The Obama administration has turned this into a handout state that breaks all previous records. Lofty rhetoric about "stimulus," "shovel-ready projects," "green jobs" or "investment" in "the industries of the future" all give political cover to what is plain old handouts to people who are likely to vote to re-elect Obama.
At the local level as well, history shows that some of the most successful politicians have been people who ruined the local economy and chased job-creating businesses away. Mayor Coleman Young of Detroit in the 1970s and 1980s was not worried when affluent whites began moving out of the city in response to his policies, because they were people who were likely to vote against him if they stayed.
Of course they took their taxes, their investment money and the jobs they created with them. But that was Detroit's problem, not Coleman Young's problem. Barack Obama may win re-election by turning the United States into Detroit writ large.
Something similar happened in earlier times, when James Michael Curley served 4 terms as mayor of Boston, and 2 terms in prison. As the non-Irish left the city, in response to Curley's policies, that increased Curley's likelihood of being re-elected.

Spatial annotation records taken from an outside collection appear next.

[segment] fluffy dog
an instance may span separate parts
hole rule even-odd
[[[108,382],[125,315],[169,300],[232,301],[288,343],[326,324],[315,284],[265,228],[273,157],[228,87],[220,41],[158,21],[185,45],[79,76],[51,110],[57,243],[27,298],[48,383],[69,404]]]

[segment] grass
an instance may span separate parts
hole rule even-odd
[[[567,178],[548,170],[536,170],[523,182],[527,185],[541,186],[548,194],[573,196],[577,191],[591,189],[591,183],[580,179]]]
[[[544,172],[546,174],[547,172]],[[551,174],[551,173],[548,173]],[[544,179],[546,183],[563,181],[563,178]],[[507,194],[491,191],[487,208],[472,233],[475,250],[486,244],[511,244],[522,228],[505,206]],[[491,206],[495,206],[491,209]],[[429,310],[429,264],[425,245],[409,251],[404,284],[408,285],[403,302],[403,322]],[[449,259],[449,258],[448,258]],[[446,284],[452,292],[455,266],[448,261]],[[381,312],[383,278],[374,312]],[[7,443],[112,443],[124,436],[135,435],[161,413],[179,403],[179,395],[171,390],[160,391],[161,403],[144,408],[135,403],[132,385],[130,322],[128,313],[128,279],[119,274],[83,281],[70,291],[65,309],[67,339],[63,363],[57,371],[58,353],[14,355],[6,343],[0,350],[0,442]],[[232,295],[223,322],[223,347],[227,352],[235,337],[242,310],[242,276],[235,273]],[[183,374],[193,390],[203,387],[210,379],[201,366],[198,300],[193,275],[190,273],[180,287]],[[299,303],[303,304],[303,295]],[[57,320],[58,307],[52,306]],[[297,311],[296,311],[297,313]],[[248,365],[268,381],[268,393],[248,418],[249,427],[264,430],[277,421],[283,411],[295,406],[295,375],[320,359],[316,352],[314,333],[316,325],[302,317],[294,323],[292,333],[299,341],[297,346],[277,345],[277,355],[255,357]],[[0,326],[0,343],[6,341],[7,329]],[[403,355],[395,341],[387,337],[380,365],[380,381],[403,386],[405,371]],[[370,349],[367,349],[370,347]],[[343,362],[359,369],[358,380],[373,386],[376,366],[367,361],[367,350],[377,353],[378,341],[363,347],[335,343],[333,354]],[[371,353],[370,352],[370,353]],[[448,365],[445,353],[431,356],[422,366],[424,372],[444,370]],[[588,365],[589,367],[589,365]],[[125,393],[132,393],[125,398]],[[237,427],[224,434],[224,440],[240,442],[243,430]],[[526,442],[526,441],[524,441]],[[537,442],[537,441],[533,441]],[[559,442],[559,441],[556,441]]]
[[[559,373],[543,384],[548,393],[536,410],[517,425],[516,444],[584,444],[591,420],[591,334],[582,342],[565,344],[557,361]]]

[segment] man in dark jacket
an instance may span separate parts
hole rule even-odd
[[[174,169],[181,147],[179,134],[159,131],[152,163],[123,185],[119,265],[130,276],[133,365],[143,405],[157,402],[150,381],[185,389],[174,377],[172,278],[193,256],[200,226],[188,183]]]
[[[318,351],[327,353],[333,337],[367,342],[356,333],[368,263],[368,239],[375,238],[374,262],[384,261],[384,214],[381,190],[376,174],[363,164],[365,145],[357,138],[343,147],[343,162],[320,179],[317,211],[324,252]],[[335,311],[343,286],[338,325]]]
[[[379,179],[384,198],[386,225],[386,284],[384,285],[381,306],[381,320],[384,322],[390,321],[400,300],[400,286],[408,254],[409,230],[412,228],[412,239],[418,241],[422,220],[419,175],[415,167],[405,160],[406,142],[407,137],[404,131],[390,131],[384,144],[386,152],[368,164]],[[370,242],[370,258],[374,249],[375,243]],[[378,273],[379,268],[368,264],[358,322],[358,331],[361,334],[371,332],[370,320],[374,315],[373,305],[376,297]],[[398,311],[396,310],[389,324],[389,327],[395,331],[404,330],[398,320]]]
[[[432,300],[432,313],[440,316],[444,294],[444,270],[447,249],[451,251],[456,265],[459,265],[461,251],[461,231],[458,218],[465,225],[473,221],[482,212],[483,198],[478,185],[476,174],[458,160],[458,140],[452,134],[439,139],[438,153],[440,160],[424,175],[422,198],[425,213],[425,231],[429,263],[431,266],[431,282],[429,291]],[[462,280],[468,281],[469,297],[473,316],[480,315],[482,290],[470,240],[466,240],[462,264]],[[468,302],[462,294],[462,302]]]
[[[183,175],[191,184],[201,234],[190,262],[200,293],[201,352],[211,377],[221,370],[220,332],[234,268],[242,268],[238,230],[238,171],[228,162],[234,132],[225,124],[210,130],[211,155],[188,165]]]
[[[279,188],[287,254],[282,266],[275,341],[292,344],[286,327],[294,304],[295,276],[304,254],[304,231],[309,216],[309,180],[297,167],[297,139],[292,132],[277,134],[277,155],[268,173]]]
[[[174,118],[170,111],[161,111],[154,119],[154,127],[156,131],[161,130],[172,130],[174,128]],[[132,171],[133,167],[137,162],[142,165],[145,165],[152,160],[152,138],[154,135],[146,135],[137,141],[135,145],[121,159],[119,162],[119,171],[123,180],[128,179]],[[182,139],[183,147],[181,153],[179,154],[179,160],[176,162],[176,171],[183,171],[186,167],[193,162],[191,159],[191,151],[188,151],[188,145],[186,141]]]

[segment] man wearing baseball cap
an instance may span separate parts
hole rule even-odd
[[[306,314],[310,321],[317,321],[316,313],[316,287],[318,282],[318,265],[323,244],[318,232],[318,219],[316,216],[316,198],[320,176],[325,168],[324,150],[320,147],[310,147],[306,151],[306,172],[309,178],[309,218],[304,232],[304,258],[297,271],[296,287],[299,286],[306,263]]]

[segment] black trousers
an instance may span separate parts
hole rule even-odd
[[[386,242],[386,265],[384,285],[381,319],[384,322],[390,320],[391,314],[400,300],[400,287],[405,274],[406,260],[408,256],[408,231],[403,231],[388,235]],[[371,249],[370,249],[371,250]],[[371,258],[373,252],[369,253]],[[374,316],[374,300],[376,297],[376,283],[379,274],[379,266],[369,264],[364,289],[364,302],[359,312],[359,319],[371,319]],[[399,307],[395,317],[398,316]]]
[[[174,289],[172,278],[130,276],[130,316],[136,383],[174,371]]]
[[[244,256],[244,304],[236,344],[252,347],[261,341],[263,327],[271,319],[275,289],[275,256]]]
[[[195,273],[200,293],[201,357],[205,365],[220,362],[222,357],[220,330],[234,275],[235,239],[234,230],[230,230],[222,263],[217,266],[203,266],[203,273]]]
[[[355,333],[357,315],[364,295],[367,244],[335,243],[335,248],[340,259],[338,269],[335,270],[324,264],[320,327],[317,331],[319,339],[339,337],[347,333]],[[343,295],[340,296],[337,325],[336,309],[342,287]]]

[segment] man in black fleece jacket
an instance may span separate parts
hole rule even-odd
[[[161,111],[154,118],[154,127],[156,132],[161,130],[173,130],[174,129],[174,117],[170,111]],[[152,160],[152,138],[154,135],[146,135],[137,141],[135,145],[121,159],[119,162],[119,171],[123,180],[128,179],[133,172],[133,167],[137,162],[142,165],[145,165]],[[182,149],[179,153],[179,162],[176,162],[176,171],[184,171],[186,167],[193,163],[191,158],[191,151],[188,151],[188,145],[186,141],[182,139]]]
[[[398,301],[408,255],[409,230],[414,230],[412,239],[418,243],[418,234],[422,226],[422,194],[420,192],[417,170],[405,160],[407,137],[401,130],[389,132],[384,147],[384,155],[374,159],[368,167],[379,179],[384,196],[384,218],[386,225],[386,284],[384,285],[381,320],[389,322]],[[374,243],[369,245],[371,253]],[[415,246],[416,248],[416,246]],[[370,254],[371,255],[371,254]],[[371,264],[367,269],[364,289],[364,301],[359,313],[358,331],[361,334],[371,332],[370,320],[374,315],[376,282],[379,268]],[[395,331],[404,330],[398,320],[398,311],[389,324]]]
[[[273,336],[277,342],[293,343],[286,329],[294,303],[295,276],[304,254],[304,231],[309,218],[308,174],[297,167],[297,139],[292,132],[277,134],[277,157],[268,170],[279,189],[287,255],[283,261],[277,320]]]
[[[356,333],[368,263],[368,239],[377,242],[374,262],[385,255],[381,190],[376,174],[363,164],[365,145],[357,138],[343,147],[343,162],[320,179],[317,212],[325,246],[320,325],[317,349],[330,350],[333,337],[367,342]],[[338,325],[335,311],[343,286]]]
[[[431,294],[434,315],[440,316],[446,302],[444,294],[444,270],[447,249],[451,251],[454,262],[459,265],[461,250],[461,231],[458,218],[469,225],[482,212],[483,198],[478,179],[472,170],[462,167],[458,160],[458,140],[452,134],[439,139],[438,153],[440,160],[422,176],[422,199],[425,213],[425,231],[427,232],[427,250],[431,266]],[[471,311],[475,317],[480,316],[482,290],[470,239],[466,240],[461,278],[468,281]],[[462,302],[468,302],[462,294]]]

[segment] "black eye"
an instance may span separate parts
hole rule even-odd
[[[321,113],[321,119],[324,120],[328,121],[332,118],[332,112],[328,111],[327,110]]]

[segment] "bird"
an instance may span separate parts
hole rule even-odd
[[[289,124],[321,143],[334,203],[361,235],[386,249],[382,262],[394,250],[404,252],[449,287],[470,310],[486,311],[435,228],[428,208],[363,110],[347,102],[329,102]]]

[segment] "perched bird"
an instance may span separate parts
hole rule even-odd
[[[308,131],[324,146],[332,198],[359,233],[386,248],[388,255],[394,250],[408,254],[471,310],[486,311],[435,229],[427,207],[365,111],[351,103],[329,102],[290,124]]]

This kind of cynical politics is even more likely to succeed when political opponents fail to articulate their case to the public. And Republicans are notorious for neglecting articulation.
The phrase "tax cuts for the rich" has been repeated endlessly by Democrats without one Republican that I know of saying, "Folks, I don't lie awake at night worrying about millionaires' tax problems. Millionaires have lawyers and accountants who get paid to do that. But I do worry about jobs being lost to millions of American workers because we make the business climate here worse than in other countries. That's a high price to pay for rhetoric."
The case can be made. But somebody has to make the case.